Sam Allardyce, HMRC and “corruption”

Posted at 2:42 pm on September 29, 2016 by John Kavanagh

Sam Allardyce, HMRC and “corruption”

Sam Allardyce, HMRC and “corruption”

During his fateful meeting with undercover reporters from the Telegraph, the England national football team’s erstwhile manager, Sam Allardyce, made some trenchant criticisms of HMRC, accusing them of being the “most corrupt business in our country”. While I am not at all convinced that “corruption” is quite the mot juste to describe HMRC’s behaviour, does he have a point?

In his own words…

Mr Allardyce – who like many football managers, is not known for mincing his words – was quoted in the Daily Telegraph as saying:

“They [HMRC] fly out tax demands without any real knowledge whether they should or shouldn’t. They just put ‘em out willy-nilly and if you pay them, people s— themselves and pay them. Then they go to their accountant and say, and if you’ve got a s— accountant, the account (sic) s—- himself and says, well you must owe them, you had better pay it.”

Accelerated Payment Notices

Reading between the lines of Sam Allardyce’s colourful if impassioned language, it seems fairly obvious that what he is referring to is HMRC’s powers to issue Accelerated Payment Notices and Partner Payment Notices – which I will hereafter refer to collectively as APNs. Not only do I recognise from Sam Allardyce’s description the methodology that HMRC employs; the tone of the language used is also familiar from numerous and often similarly expletive-laden conversations with clients on the receiving end of APNs. (Fortunately, I do not recognise the reference to “s— accountants”…)

“The country’s so skint…”

The APN legislation was introduced in the 2014 Finance Act. It would be an understatement to say that the new legislation was controversial. According to HMRC, its purpose was to change the economics of tax avoidance”. Sam Allardyce’s description of the reasons behind the legislation is rather more blunt and prosaic:

“…because the country’s so skint, they come to government and say we’re skint, government says we’re skint how we gonna get the money. Let’s change the laws and let’s just fly out these demands. If you invested in this tax scheme, where they pay the tax back, for investing in new businesses, or in regeneration zones, do you know what I mean, in current poverty areas. But HMRC, you have to pay it back even if you don’t owe it.”
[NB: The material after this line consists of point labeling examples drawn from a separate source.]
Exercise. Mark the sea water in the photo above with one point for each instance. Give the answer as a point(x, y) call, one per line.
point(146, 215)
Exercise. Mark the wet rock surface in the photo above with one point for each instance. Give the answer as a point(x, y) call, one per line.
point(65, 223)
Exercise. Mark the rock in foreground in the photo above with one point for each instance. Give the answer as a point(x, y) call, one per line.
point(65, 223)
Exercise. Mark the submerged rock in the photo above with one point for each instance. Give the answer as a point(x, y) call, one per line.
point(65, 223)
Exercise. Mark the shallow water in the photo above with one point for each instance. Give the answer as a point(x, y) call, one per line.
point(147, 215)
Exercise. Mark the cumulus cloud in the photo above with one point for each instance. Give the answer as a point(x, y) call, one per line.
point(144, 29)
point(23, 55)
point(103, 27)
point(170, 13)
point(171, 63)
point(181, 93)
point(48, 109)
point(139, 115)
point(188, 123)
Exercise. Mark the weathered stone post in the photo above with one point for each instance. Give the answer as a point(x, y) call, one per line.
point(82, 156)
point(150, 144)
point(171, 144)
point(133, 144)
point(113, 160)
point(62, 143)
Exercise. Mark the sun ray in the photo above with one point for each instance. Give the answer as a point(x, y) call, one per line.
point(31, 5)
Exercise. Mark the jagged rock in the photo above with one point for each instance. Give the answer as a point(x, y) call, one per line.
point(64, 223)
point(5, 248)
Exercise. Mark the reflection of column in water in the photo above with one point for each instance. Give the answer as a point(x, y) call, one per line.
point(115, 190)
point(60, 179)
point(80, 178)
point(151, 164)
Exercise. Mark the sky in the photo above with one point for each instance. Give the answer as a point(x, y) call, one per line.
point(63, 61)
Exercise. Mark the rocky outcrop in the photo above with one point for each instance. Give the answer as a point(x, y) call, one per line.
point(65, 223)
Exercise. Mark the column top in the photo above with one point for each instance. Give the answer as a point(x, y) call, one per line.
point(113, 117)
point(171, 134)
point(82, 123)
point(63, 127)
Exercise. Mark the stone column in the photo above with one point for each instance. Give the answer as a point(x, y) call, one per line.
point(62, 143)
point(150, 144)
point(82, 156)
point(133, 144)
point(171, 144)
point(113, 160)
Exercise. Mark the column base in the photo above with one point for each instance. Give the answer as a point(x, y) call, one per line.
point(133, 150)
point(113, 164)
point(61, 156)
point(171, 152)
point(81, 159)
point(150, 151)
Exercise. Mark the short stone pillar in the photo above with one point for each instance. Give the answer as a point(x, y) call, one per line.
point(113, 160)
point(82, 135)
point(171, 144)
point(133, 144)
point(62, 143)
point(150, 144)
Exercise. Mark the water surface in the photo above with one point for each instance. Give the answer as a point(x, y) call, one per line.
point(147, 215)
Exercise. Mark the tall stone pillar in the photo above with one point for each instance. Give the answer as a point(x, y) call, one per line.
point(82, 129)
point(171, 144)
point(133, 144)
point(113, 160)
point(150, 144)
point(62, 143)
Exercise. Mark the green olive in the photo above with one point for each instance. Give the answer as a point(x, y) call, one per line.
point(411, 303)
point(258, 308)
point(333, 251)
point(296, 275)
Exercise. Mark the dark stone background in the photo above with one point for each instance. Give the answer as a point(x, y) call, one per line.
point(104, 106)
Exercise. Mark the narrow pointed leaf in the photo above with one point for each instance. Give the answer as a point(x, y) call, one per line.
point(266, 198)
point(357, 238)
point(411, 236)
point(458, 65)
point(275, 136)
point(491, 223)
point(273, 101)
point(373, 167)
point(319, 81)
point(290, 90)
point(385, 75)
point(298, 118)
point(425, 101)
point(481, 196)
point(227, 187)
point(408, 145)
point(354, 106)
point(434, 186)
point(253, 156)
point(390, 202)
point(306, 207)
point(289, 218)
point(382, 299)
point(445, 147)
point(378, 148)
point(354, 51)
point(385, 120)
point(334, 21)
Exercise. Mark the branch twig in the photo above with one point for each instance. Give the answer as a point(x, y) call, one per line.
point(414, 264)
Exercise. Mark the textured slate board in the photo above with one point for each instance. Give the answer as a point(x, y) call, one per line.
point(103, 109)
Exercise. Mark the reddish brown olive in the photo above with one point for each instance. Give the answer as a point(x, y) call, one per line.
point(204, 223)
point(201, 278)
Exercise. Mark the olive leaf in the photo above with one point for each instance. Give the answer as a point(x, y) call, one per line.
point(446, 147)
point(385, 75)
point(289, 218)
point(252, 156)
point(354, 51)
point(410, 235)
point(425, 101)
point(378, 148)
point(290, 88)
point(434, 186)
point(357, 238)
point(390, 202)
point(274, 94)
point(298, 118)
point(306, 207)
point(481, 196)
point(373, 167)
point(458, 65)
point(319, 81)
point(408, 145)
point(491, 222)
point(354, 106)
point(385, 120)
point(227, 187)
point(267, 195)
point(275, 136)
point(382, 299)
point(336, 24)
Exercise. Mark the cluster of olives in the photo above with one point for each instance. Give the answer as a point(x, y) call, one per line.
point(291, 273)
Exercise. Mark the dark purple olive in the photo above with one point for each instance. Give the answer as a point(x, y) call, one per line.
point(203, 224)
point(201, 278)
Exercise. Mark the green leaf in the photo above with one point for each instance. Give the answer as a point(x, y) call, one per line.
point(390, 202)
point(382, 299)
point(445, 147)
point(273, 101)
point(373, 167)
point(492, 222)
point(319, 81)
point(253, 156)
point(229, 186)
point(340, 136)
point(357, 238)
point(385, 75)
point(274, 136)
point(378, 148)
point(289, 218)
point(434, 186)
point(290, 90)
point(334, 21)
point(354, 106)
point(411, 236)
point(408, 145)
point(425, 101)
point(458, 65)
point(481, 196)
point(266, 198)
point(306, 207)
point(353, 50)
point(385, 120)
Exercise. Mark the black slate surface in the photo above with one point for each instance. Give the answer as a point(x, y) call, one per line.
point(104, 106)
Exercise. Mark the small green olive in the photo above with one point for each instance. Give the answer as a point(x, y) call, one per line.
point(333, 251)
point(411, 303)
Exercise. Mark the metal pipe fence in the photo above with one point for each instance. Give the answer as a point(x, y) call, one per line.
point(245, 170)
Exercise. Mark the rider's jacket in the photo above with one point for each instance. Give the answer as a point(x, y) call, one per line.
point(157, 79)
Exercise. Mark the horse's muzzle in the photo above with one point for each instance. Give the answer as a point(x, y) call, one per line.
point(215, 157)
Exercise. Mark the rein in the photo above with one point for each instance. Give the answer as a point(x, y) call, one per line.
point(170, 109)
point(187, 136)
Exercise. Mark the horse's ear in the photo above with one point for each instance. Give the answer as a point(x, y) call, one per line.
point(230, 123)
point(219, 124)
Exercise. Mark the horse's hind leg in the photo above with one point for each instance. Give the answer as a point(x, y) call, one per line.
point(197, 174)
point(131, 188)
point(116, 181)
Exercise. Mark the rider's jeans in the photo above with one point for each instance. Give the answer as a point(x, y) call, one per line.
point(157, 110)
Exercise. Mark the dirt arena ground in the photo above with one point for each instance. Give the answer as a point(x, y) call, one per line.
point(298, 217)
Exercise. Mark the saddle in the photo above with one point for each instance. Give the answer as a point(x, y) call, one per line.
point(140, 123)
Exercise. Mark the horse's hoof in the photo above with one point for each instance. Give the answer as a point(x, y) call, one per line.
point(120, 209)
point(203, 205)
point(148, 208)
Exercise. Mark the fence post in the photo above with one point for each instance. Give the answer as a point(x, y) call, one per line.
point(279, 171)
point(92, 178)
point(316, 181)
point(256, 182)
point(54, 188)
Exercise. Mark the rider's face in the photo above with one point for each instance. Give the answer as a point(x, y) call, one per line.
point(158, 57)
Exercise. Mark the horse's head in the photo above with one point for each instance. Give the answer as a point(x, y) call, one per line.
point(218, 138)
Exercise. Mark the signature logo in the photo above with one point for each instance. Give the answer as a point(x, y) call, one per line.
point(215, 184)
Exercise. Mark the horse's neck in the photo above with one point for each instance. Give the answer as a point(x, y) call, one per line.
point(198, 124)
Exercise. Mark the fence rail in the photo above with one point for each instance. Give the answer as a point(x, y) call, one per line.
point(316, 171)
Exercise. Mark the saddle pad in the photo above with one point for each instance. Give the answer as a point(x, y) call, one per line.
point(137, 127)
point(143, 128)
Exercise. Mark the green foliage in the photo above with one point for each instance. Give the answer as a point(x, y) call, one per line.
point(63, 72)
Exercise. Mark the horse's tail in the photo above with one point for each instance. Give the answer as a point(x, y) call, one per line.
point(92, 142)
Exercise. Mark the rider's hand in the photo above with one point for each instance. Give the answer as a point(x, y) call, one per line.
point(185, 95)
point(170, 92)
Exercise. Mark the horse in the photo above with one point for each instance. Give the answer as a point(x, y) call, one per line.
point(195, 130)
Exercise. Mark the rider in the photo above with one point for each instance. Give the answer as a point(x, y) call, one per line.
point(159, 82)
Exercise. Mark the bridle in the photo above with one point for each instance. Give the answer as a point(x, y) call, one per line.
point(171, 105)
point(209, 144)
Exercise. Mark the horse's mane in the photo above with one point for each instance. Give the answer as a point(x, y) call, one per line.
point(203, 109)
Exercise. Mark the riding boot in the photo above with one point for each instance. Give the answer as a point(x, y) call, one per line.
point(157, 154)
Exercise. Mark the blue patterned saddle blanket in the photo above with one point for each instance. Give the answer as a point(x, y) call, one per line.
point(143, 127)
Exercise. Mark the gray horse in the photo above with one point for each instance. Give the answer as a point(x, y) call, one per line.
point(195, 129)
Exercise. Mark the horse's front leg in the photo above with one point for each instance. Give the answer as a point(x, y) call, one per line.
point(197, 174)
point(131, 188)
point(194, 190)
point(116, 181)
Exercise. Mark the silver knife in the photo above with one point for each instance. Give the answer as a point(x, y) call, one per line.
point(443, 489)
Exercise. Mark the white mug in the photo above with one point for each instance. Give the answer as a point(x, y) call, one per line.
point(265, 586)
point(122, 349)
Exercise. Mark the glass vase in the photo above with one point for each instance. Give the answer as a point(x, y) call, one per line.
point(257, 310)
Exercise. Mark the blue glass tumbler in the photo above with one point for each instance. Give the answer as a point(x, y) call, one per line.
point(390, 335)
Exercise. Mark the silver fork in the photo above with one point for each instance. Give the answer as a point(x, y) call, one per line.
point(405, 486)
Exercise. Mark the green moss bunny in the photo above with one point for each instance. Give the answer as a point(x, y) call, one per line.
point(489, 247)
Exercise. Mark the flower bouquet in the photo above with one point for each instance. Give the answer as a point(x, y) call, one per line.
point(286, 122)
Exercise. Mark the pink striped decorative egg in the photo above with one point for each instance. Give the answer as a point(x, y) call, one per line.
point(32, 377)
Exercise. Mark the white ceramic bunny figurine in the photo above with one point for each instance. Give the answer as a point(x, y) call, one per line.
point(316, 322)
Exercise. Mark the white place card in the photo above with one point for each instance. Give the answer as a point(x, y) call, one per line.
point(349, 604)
The fact is that Sam Allardyce’s description contains more than a grain of truth. Finance Act 2014 gave HMRC the right to demand disputed tax from taxpayers who have either participated in a scheme which was notifiable under the Disclosure of Tax Avoidance Schemes regulations (“DOTAS”), had received a Follower Notice (issued if there is a final judicial decision which HMRC thinks applies to the recipient’s tax arrangements) or have entered into arrangements where HMRC has issued a counteraction notice under the General Anti-Abuse Rule.

“Willy-nilly”

On the face of it, none of this justifies Sam Allardyce’s allegation that HMRC are sending out demands “willy-nilly”. However, the fact that an arrangement was disclosed under the DOTAS regulations does not of itself signify that it was “notifiable” as the APN legislation clearly requires. In several cases, arrangements were disclosed to HMRC, even though there was significant doubt that they were notifiable, for the simple reason that the penalty for failing to register a notifiable scheme was up to £1,000,000. This point seems to have been lost on HMRC’s Counter-Avoidance teams who have seemingly issued APNs on the assumption that schemes were “notifiable” simply because they were notified. This is not a mere technicality even if HMRC has characterised it as such; they have been obliged to withdraw APNs for precisely this reason. To that extent, the “willy-nilly” claim does have some validity.

Where now for APNs?

As matters stand, we still do not know whether the APN regime is in fact lawful. Various groups of affected taxpayers have taken the matter to judicial review on the basis that the legislation is technically defective, unreasonable, offends against the principles of natural justice, and infringes the recipients’ human rights, including the right to peaceful enjoyment of their possessions. Judges in the High Court have given these arguments short shrift although the leading case, R on the application of Rowe and others v HMRC, is expected to be heard by the Court of Appeal later this year. Given the evident strength of feeling and the sheer scale of the sums involved, a further trip to the Supreme Court seems almost inevitable. So while it’s a very early bath for Sam Allardyce amd his career as England manager, the question of the legality of APNs is unlikely to be answered until we are well into extra time.